Ce raisonnement évite de suréquiper la maison trop tôt et permet de garder un projet économiquement cohérent.
Le bon calcul de rentabilité ne se limite pas au chauffage
Un autre piège fréquent consiste à vouloir relier le photovoltaïque uniquement à la PAC. En réalité, l'installation solaire ne sert pas seulement le chauffage. Elle couvre aussi les usages électriques courants du logement, l'eau chaude, une partie de la ventilation, parfois une borne de recharge et l'ensemble du profil de consommation du foyer.
C'est pourquoi il faut calculer la rentabilité du duo à l'échelle du bâtiment, pas seulement à l'échelle de la machine de chauffage. Le solaire prend de la valeur parce qu'il s'intègre à un système domestique plus large.
Pour approfondir ce point, relisez aussi la page rentabilité, notre article sur le calcul de rentabilité et notre guide sur l'autoconsommation.
Les erreurs les plus fréquentes dans les devis PAC + solaire
- Présenter le solaire comme s'il alimentait tout le chauffage d'hiver.
- Oublier le rôle du pilotage et du ballon thermique.
- Surdimensionner le photovoltaïque sans relire l'autoconsommation.
- Parler de batterie trop tôt sans optimiser les usages.
- Confondre baisse de la facture fossile et autonomie électrique.
- Ne pas expliquer clairement le coût net après aides.
Ces erreurs n'empêchent pas le duo d'être bon. Elles empêchent surtout le propriétaire de comprendre correctement son projet.
Références suisses utiles
Deux ressources particulièrement utiles pour cadrer un projet photovoltaïque avec pompe à chaleur.
Swissolar : pompes à chaleur
Explique pourquoi la combinaison avec une installation photovoltaïque est particulièrement adaptée et rappelle le rôle des PAC Inverter et des accumulateurs thermiques.

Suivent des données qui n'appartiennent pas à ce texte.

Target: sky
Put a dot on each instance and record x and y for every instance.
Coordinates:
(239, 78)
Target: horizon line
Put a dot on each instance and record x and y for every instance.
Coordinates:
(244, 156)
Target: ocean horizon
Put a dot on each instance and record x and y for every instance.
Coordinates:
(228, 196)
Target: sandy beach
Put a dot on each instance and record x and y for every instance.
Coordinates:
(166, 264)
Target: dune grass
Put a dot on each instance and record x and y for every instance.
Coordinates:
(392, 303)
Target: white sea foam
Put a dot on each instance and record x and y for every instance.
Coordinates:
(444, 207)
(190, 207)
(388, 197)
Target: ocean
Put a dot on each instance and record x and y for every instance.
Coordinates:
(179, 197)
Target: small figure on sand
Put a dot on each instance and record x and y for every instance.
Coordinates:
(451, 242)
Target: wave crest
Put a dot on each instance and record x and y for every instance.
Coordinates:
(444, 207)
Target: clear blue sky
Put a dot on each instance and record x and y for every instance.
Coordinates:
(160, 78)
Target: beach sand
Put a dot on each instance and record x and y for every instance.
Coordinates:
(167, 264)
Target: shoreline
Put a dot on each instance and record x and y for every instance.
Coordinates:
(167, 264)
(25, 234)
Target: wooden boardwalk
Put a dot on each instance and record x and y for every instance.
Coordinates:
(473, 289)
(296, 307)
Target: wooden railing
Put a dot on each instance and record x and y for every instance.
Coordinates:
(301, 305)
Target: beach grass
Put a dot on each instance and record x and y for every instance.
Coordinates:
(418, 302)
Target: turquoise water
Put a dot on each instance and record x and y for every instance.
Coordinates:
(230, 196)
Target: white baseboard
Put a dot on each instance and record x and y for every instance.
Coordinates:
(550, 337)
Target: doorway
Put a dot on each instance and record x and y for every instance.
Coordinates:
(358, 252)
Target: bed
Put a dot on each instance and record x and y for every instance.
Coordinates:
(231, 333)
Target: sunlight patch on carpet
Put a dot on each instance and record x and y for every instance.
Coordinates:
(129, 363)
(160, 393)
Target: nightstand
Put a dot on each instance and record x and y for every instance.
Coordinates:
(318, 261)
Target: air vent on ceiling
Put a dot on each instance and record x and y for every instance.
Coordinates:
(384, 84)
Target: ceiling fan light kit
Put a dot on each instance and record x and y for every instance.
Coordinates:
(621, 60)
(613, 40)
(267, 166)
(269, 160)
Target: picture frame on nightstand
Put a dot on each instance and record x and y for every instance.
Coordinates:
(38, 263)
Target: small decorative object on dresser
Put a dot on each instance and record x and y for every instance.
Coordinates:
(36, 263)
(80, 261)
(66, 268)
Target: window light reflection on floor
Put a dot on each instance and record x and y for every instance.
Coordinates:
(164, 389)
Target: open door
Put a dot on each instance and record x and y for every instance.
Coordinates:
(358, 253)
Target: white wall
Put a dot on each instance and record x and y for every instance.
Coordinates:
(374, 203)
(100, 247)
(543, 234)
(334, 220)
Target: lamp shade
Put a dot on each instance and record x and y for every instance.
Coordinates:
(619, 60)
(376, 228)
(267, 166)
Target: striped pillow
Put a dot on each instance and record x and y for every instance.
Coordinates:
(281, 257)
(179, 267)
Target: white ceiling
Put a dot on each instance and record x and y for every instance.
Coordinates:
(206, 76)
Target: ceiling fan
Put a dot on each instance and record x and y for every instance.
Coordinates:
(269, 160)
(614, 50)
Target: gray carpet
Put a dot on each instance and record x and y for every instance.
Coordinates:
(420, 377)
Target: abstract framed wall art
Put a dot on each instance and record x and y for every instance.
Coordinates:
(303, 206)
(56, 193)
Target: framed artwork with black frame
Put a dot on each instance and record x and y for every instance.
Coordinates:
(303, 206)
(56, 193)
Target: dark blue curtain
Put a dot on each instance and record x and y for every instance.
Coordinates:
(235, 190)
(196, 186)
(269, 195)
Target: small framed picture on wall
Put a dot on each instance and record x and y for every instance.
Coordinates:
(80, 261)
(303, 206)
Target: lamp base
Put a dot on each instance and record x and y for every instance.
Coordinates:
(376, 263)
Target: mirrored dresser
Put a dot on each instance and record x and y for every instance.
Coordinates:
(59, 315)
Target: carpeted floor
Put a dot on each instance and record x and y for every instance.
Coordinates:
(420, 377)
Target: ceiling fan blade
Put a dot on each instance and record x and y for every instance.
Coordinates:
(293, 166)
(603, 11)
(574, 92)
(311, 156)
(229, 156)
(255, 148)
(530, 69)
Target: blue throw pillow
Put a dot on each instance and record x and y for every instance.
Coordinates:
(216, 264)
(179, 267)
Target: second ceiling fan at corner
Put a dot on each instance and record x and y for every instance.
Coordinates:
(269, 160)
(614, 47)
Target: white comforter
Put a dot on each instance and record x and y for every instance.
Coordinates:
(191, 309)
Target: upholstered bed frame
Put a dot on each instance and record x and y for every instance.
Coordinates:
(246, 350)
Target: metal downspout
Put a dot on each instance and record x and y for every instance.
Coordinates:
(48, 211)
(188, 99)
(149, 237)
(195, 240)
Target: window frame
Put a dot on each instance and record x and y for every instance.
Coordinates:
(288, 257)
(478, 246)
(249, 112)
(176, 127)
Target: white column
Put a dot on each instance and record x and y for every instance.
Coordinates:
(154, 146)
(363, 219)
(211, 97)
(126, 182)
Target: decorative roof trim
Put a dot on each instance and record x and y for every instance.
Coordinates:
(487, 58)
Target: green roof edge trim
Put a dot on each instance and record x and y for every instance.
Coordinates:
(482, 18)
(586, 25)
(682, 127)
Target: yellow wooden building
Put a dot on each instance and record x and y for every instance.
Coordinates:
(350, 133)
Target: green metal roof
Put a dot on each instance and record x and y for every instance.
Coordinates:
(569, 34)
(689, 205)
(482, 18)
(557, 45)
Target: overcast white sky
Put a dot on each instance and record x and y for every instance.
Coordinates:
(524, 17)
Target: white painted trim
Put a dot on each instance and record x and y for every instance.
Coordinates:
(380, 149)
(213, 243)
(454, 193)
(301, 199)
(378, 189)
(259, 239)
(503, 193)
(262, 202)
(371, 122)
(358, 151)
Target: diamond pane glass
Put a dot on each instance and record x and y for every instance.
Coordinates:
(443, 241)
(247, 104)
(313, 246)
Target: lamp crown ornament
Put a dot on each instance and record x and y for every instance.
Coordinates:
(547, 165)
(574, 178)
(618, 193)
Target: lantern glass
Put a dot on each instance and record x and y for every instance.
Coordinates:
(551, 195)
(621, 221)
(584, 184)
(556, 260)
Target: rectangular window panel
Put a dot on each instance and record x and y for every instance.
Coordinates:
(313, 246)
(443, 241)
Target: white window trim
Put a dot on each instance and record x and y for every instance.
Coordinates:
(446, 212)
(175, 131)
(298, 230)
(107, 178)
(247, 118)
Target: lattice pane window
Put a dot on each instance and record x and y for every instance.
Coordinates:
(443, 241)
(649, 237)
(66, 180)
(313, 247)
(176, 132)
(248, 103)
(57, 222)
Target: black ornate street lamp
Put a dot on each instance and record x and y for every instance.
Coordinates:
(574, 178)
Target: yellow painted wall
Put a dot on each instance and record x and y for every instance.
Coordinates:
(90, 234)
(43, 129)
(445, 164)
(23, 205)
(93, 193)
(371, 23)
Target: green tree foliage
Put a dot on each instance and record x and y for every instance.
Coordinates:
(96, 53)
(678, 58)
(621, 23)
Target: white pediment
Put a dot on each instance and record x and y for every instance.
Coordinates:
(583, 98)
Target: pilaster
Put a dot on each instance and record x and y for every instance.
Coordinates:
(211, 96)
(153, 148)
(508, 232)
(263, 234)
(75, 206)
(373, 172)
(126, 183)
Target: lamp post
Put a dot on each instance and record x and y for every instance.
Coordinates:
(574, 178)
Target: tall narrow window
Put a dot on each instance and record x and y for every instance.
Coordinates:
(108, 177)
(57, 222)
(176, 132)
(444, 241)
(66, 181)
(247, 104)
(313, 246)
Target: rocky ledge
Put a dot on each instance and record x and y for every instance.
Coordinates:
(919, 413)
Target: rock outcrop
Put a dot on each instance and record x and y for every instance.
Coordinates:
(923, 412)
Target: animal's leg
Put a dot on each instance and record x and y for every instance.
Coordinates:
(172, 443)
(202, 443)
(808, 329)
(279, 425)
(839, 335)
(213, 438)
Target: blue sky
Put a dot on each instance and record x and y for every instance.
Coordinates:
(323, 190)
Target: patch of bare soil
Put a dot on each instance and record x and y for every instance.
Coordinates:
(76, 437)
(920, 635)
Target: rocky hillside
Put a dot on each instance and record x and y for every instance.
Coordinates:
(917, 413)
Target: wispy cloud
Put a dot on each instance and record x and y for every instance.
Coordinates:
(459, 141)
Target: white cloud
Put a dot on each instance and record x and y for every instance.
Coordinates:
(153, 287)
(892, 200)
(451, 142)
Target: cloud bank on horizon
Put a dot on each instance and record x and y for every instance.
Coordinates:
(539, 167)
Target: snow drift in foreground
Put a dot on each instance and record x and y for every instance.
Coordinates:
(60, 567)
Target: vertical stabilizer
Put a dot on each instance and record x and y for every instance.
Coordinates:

SuisseEnergie : pompes à chaleur
Rappelle le fonctionnement des PAC, l'intérêt de les combiner au photovoltaïque et l'importance d'une bonne planification et d'un bon dimensionnement.
Comment relire ce sujet avec le reste du site
Si vous préparez un projet solaire avec une PAC, cette page doit être relue avec :
- la page panneau solaire pour la vision globale ;
- la page installation pour la logique chantier ;
- la page prix pour la lecture du budget ;
- la page subventions pour les aides ;
- le simulateur solaire pour un premier cadrage du projet.
Le meilleur projet n'est pas seulement un projet "solaire" ou "chauffage". C'est un projet bâtiment bien pensé, cohérent avec vos usages, votre toiture et votre budget net.